O Brasil é representado oficialmente por três integrantes do Conselho: Fabiano Mielniczuk, professor da Universidade Federal do Rio Grande do Sul (UFRGS); Rita Coitinho, secretária-geral do Conselho Popular e militante do Centro Brasileiro de Solidariedade aos Povos e Luta pela Paz (Cebrapaz); e Marco Fernandes, pesquisador do Instituto Tricontinental e integrante do Movimento dos Trabalhadores Rurais Sem Terra (MST).

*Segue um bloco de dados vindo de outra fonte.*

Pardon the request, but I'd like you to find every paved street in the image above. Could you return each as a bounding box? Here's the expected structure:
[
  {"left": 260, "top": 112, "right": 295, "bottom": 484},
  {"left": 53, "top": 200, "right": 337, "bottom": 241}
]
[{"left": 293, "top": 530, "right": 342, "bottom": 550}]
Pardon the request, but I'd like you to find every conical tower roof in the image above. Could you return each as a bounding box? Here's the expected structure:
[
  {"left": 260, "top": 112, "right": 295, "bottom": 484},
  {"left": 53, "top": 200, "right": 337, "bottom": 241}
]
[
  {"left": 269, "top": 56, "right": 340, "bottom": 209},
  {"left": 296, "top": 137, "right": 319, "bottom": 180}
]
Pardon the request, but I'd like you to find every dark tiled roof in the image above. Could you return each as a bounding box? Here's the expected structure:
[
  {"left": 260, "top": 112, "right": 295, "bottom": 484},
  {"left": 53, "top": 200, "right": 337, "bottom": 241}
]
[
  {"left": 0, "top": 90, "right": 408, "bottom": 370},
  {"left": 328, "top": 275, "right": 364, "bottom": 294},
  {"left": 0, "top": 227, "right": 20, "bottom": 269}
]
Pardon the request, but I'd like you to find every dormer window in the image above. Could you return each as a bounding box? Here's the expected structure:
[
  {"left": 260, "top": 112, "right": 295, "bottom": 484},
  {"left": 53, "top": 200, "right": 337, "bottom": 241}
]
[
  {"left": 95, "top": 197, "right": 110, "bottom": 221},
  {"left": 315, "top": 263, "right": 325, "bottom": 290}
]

Para Rita Coitinho, o encontro representa o ápice de um processo iniciado em março, que mobilizou mais de 120 participantes de 57 organizações brasileiras e 63 organizações internacionais. O texto será entregue oficialmente aos governos no domingo, durante a Cúpula.
“O encontro do Rio coroa esse processo de construção coletiva e vai permitir o lançamento público de um documento denso, com muitas recomendações. Já conseguimos entregar uma versão preliminar ao Itamaraty no dia 20 de junho. Agora, com a presença de representantes populares, estamos dando visibilidade ao Conselho como um espaço de formulação estratégica”, explicou ao Brasil de Fato.
A reunião está dividida em três momentos principais. O primeiro é voltado à análise da conjuntura e da geopolítica mundial, com destaque para o papel do imperialismo estadunidense e os atuais cenários de guerra e genocídio. O segundo será dedicado à apresentação das propostas de cada grupo de trabalho. Por fim, uma sessão remota reunirá representantes dos demais países para debater a projeção do Conselho nos próximos anos.
Conselho busca consolidar espaço de participação popular
O Conselho Popular do Brics foi criado após a realização do Fórum Civil de 2024, realizado na Rússia, e reconhecido pelos líderes do bloco na Declaração de Kazan. A iniciativa deu origem à formação de conselhos em todos os países membros, com o objetivo de institucionalizar a participação da sociedade civil nas pautas estratégicas do grupo.
No Brasil, a construção do Conselho Popular envolveu reuniões virtuais com movimentos populares do campo e da cidade, sindicatos, ONGs, pesquisadores e coletivos acadêmicos.
“A gente organizou reuniões online entre março e junho. Cada grupo elegeu seus coordenadores e relatores, que sistematizaram os documentos com as recomendações. Depois, traduzimos tudo para o inglês e passamos a uma etapa internacional, com participação de conselhos civis de outros países. O princípio foi o consenso: se não havia acordo, a recomendação era suprimida”, explicou Rita.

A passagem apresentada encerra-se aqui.